That damned realism made such a direct appeal to my vanity as a painter, and, flouting all traditions, I shouted, with the assurance of ignorance, “Vive la Nature!” “Nature,” my boy—that cry was a piece of bad luck for me. My friend, our little society was as refractory as you like. Oh, why wasn’t I a pupil of Ingres?—How safely he would have led us!

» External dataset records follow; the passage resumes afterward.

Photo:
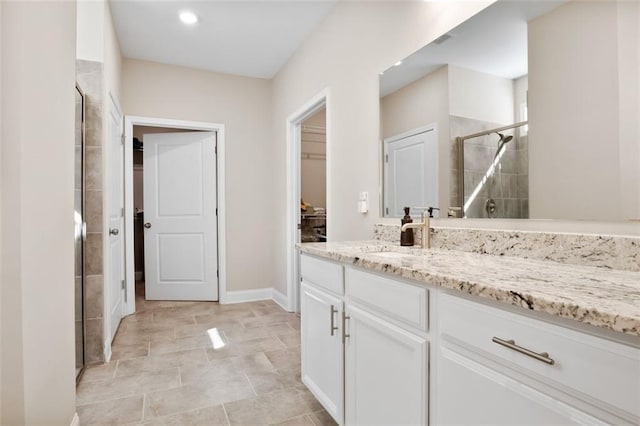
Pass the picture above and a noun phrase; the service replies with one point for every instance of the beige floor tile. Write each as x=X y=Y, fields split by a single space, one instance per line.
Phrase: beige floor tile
x=210 y=416
x=271 y=408
x=135 y=350
x=205 y=323
x=268 y=382
x=180 y=344
x=290 y=340
x=240 y=333
x=113 y=412
x=191 y=397
x=246 y=347
x=226 y=367
x=267 y=320
x=296 y=421
x=322 y=418
x=100 y=372
x=180 y=359
x=285 y=358
x=90 y=392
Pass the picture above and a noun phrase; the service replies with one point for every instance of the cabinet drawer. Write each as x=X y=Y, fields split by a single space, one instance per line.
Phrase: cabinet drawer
x=322 y=273
x=400 y=301
x=590 y=368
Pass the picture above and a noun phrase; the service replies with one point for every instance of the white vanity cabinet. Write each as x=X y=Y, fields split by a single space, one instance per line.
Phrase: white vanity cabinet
x=375 y=328
x=370 y=355
x=509 y=369
x=386 y=351
x=321 y=333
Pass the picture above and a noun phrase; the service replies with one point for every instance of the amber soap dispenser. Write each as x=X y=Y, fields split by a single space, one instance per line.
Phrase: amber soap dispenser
x=406 y=237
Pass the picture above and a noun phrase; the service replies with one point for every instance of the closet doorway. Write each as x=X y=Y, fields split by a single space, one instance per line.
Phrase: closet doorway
x=313 y=178
x=308 y=157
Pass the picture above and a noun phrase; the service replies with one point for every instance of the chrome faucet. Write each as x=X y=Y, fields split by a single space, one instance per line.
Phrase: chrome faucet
x=425 y=225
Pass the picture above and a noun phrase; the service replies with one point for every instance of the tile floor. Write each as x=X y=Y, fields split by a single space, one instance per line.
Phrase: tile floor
x=191 y=363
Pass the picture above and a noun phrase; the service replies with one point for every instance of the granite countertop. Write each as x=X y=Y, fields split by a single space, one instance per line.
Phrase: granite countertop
x=601 y=297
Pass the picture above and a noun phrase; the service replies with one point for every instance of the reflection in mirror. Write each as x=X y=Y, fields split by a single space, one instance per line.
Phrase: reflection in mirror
x=533 y=112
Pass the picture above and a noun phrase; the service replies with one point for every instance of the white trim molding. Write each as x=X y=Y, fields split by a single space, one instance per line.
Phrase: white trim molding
x=129 y=122
x=294 y=124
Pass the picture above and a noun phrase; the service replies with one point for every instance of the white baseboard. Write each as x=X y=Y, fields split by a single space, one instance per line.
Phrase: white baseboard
x=241 y=296
x=280 y=299
x=107 y=350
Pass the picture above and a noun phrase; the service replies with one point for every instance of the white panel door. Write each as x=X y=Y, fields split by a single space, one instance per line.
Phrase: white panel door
x=386 y=373
x=411 y=171
x=180 y=236
x=321 y=345
x=116 y=290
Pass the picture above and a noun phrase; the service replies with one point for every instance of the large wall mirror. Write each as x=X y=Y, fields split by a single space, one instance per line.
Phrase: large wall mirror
x=529 y=109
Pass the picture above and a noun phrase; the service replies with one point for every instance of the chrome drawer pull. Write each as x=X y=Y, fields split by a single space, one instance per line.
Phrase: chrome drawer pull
x=333 y=327
x=511 y=344
x=345 y=317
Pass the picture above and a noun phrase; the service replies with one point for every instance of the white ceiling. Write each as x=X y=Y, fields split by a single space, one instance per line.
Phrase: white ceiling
x=248 y=38
x=493 y=41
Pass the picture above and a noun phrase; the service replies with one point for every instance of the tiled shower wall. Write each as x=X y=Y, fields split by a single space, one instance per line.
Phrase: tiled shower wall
x=509 y=187
x=89 y=77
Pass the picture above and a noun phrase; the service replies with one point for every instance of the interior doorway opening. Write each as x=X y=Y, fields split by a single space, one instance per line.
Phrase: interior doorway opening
x=317 y=108
x=313 y=178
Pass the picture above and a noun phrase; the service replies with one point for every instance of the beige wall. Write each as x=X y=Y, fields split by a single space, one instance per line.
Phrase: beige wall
x=480 y=96
x=242 y=104
x=345 y=55
x=423 y=102
x=580 y=112
x=38 y=79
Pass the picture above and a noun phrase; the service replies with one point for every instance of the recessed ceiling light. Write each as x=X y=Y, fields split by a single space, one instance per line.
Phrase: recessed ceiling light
x=188 y=18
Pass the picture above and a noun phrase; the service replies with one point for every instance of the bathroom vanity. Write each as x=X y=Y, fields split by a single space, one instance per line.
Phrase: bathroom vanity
x=394 y=335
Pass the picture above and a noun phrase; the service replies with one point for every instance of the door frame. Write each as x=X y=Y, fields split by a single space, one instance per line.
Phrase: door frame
x=294 y=136
x=129 y=122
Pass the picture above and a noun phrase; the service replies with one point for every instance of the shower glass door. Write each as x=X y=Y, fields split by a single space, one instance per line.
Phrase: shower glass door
x=79 y=231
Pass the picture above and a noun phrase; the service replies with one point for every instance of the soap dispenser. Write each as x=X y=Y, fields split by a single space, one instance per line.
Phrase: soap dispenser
x=406 y=237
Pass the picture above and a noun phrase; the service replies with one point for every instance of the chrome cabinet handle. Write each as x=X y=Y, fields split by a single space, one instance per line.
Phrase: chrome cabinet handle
x=345 y=317
x=511 y=344
x=333 y=327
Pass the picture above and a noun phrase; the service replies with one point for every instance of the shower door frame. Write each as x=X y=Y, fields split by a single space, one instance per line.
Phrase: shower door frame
x=83 y=233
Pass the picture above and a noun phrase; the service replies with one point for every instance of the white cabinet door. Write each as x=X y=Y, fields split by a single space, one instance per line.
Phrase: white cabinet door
x=386 y=367
x=322 y=354
x=468 y=392
x=180 y=235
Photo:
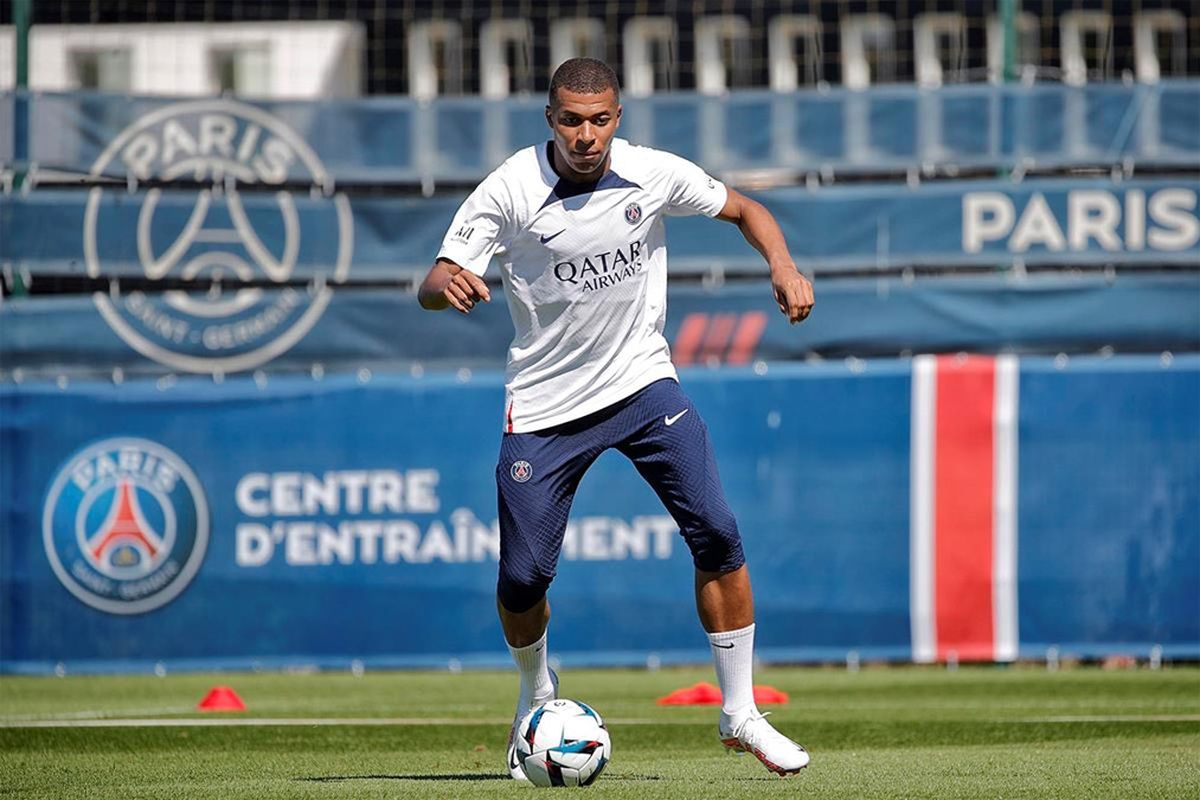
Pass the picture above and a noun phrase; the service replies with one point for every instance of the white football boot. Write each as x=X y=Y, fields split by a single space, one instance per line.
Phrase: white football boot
x=526 y=704
x=755 y=735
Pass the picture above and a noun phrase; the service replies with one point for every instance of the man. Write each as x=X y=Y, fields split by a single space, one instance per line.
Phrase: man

Drawing! by Jove! Color—color is vice. Certainly it can be and has the right to be one of the finest virtues. Grasped with a strong hand, controlled by her master drawing, color is a splendid bride, with a husband worthy of her—her lover, but her master, too, the most magnificent mistress in the world, and the result is to be seen in all the lovely things produced from their union. But coupled with indecision, with a weak, timid, vicious drawing, easily satisfied, color becomes a jade making game of her mate, and abusing him just as she pleases, taking the thing lightly so long as she has a good time, treating her unfortunate companion like a duffer who bores her—which is just what he does. And look at the result! a chaos of intoxication, of trickery, regret, unfinished things. Well, enough of this. It explains the immense amount of work that I am now doing. I have been teaching myself thus for a year or more and I am sure that I shall make up the wasted time. But—what labor and pain!
—James McNeill Whistler
Quoted in Edward Simmons. From Seven to Seventy: Memories of a Painter and Yankee. New York & London: Harper and Brothers, 1922. 133-134.